If he's the right guy it won't matter honey, honestly. Short of being a clingy psycho who calls him 10 times an hour, you can't mess it up if he's the right guy, promise x


----------



## Nina0 (Mar 24, 2017)

So guys, he traveled to his parents house and is staying there until mother's day. It has been 8 days already. Before he left he was acting like a proper boyfriend. Anyway, I called him twice during these days and he was all receptive and we talked for a hour each time. He demonstrated to be excited. Last call I told him that "you can call me whenever, you know?" And he said he sure would. But he never called. He only texts me and is very engaging with that, but that's it. His parents house is 2 hours away and I told him I had to go grab something at my friend's house (which is 30 minutes from his parents house). And he suggested for us to meet up this week there. But then after few days he said he couldn't do it because he's overloaded with school work (which I believe is not a total lie because we are both in a very demanding major - astrophysics). I told him that kind of sucked because I got excited, but I totally understood. He said he was sorry and that he would find something exciting to do when he comes back. 
But like, these days, he has been posting side projects he has been doing, gardening, etc... So seems like he wasn't THAT busy to the point of not having, let's say, 5 hours to spend with me. 
I am known as being intense with my feelings (my friends hear me whinning, never the guy), but I don't know if I'm overreacting this time.
What do you think?


----------



## Nina0 (Mar 24, 2017)

Another thing, I'm too passive sometimes. Do you think I should come off stronger and voice that I'm not feeling that this is looking like a relationship or its way too early to that? (18 days since he asked me to be his gf)
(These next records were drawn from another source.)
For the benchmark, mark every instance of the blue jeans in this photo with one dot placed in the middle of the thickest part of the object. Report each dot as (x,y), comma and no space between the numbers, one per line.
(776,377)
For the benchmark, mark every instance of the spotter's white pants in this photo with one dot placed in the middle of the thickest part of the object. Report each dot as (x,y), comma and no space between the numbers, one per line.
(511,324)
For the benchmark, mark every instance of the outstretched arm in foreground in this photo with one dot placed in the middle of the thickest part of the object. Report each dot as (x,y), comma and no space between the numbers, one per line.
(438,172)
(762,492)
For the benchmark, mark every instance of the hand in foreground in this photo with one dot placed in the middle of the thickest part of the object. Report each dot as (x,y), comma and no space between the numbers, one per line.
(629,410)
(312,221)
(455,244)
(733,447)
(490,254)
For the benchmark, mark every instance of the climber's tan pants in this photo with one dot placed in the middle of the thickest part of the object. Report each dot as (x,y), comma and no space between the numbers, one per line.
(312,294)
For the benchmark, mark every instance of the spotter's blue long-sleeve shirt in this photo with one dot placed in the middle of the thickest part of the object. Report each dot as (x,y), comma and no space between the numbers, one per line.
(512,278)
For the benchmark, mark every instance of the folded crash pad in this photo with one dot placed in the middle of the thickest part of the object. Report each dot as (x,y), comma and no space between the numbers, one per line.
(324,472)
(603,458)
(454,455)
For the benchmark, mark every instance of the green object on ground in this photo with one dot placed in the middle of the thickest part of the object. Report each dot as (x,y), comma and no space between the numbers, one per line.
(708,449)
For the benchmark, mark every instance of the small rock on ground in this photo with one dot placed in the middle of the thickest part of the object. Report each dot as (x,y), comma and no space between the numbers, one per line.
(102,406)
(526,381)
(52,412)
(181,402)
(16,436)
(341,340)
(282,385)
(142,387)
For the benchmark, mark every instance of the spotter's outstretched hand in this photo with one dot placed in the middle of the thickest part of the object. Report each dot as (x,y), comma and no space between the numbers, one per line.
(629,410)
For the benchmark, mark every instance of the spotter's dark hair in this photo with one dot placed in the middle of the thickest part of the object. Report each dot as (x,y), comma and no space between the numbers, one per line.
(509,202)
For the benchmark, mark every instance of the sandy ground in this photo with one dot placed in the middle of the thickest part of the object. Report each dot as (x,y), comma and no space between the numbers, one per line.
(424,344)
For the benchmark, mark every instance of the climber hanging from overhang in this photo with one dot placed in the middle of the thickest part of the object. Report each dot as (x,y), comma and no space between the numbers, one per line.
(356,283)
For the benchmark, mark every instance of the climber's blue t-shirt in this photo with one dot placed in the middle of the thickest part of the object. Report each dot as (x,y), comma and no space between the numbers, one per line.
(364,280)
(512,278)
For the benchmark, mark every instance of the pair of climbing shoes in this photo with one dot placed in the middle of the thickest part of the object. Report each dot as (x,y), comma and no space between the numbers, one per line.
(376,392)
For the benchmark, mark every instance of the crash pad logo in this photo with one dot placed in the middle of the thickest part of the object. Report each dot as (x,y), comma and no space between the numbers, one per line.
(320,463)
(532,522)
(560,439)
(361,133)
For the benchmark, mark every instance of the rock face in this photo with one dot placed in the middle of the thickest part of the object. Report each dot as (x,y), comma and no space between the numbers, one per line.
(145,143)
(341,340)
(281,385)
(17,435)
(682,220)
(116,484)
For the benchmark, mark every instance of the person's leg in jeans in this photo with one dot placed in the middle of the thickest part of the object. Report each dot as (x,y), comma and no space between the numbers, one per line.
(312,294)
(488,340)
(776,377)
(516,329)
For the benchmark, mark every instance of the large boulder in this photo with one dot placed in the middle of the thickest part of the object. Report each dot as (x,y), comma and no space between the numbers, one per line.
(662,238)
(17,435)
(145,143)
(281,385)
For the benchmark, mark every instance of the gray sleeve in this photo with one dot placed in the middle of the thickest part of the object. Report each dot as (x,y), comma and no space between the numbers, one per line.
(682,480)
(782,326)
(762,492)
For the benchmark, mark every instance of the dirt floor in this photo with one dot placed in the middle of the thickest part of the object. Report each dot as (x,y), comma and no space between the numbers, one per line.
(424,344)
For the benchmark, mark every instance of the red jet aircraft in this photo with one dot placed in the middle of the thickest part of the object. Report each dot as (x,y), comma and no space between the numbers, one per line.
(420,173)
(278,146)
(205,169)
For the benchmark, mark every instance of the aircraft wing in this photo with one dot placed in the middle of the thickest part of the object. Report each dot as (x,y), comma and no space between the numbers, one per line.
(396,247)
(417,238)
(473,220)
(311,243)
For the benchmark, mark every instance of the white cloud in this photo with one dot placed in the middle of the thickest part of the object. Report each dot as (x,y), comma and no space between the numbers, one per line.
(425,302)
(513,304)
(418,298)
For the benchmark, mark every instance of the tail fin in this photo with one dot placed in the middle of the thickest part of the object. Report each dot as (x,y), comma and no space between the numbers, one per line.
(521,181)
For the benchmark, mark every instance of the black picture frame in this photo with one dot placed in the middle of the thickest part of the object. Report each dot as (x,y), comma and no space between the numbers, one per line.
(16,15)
Also, he mentioned that he was thinking of coming home during this week because he knew I'm all alone here (due to Corona), and I stupidly said that he didn't need to do that "I appreciate you thought of me and I'll miss you but I can wait until mother's day, you don't have to come in the middle of the week". I don't know, maybe I wanted to sound like I was cool or whatever, and now I regret I said that because I miss him and I hate not seeing him for days too early in the relationship.


----------



## jlg07 (Feb 24, 2017)

So, he sounds like MAYBE he doesn't like to talk on the phone. I forget how old you both are, but my son is 26 and NEVER talks on the phone. He hates it. He will spend 2 hours texting what would be a 5 minute conversation. Maybe your BF is like that.
As for meeting, his PARENTS may have not wanted him to meet up with you -- they may be doing the social distancing much more rigidly than the both of you are, and asked him to just stay at their house while he is there. The gardening project is probably him just helping his parents around the house. Doesn't sound like he's going out to meet others while there.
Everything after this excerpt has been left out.